Re: “Cross-National Correlations of Quantifiable Societal Health with Popular Religiosity and Secularism in the Prosperous Democracies
The graphs are fun. It is no surprise to me that the US is an outlier on almost every social index in the paper. That has been obvious to the casual observer since Alexander de Toqueville.
The prevalence of fundamentalist religious belief is only one of these differences. The paper is clearly not able to draw inferences as to causality, but hints all around the subject in a way I found distasteful. One could as easily infer that widespread access to handguns is responsible for churchgoing.

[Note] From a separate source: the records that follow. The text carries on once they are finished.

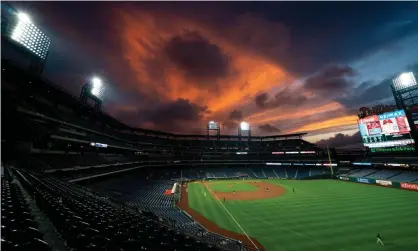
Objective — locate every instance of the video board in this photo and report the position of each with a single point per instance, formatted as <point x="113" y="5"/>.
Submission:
<point x="212" y="125"/>
<point x="389" y="129"/>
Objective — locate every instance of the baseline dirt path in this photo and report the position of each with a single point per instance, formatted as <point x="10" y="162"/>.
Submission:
<point x="265" y="191"/>
<point x="209" y="225"/>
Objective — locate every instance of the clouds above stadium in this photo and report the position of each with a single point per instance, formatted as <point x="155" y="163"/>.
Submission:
<point x="175" y="66"/>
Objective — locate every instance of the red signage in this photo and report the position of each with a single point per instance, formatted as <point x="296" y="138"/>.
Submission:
<point x="409" y="186"/>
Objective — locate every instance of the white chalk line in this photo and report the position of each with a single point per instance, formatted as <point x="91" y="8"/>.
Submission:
<point x="232" y="217"/>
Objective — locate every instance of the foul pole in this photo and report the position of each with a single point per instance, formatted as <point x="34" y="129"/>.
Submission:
<point x="330" y="163"/>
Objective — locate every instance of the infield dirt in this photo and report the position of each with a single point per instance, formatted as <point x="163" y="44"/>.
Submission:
<point x="265" y="191"/>
<point x="261" y="193"/>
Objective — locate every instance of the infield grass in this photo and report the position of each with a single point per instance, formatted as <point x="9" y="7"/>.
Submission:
<point x="321" y="215"/>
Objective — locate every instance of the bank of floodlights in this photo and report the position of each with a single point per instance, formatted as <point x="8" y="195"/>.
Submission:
<point x="97" y="88"/>
<point x="244" y="128"/>
<point x="94" y="89"/>
<point x="404" y="80"/>
<point x="28" y="35"/>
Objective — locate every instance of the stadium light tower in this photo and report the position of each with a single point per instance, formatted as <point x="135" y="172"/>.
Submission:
<point x="405" y="91"/>
<point x="95" y="90"/>
<point x="244" y="127"/>
<point x="22" y="40"/>
<point x="213" y="129"/>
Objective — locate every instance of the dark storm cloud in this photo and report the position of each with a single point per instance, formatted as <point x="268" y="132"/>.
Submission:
<point x="172" y="112"/>
<point x="331" y="79"/>
<point x="236" y="115"/>
<point x="199" y="59"/>
<point x="341" y="140"/>
<point x="368" y="93"/>
<point x="267" y="128"/>
<point x="282" y="98"/>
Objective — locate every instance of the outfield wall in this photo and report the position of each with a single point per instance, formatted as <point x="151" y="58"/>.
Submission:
<point x="385" y="183"/>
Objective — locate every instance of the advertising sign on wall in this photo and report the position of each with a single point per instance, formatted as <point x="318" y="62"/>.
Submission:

The data set is also just too small to draw any useful conclusions – the “prosperous developed democracies” effectively includes two data points, the US and Europe.
Nevertheless, it clearly illustrates that Europe is way ahead of the US on almost every social index, including reliance on the opiate of the masses.

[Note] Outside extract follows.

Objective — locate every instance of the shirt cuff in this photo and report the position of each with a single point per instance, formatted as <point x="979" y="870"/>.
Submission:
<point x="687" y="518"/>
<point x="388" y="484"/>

Posted by: PeeDee | Sep 29 2005 21:46 utc | 13

It seems to me that the reason the demopublicans are making no headway and hardly trying to rock the boat isn’t because they are concerned about their own dirt which they are, but since elected officials anywhere appear unable to keep their hands out of the cash drawer, that’s no surprise.
The chief problem is that underneath it all the dems share the core values of the repugs.
Anything else they articulate is just the result of studying focus groups as in one of Billmon’s links:
“In a July 19-25 poll, Democracy Corps, a liberal survey outfit, asked voters to assess whether they would be more likely to vote for a Democrat who claimed that Dems “will be bold reformers and will limit the influence of lobbyists and corporate interests in Washington.” In response, 45% said they would be more likely — but 51% were not.

These guys don’t have beliefs or opinions they just have pollsters who encourage them to only do enough to seem a bit different.
I sound like a bloody stuck record again but as long as Amerikans believe that their leadership should be the province of white middle class, middle aged, males with a sprinkling of women and other races who can all do a better imitation of a white middle class, middle aged male, than most of the genuine product can, nothing is going to change.
One of the major obstacles is this armaggedon mentality that presupposes that unless immediate action is taken right now thgen the world is condemened to hell in a handbasket.
Of course that means people run around re-arranging the deck chairs on the Titanic instead of working at the community level and evolving change.
Yeah its hard work and makes me tired just thinking about it but there’s no other way.
Part of me hopes that the repug pigs do sling mud back only instead of all Amerikans throwing their hands up in despair they actually do something.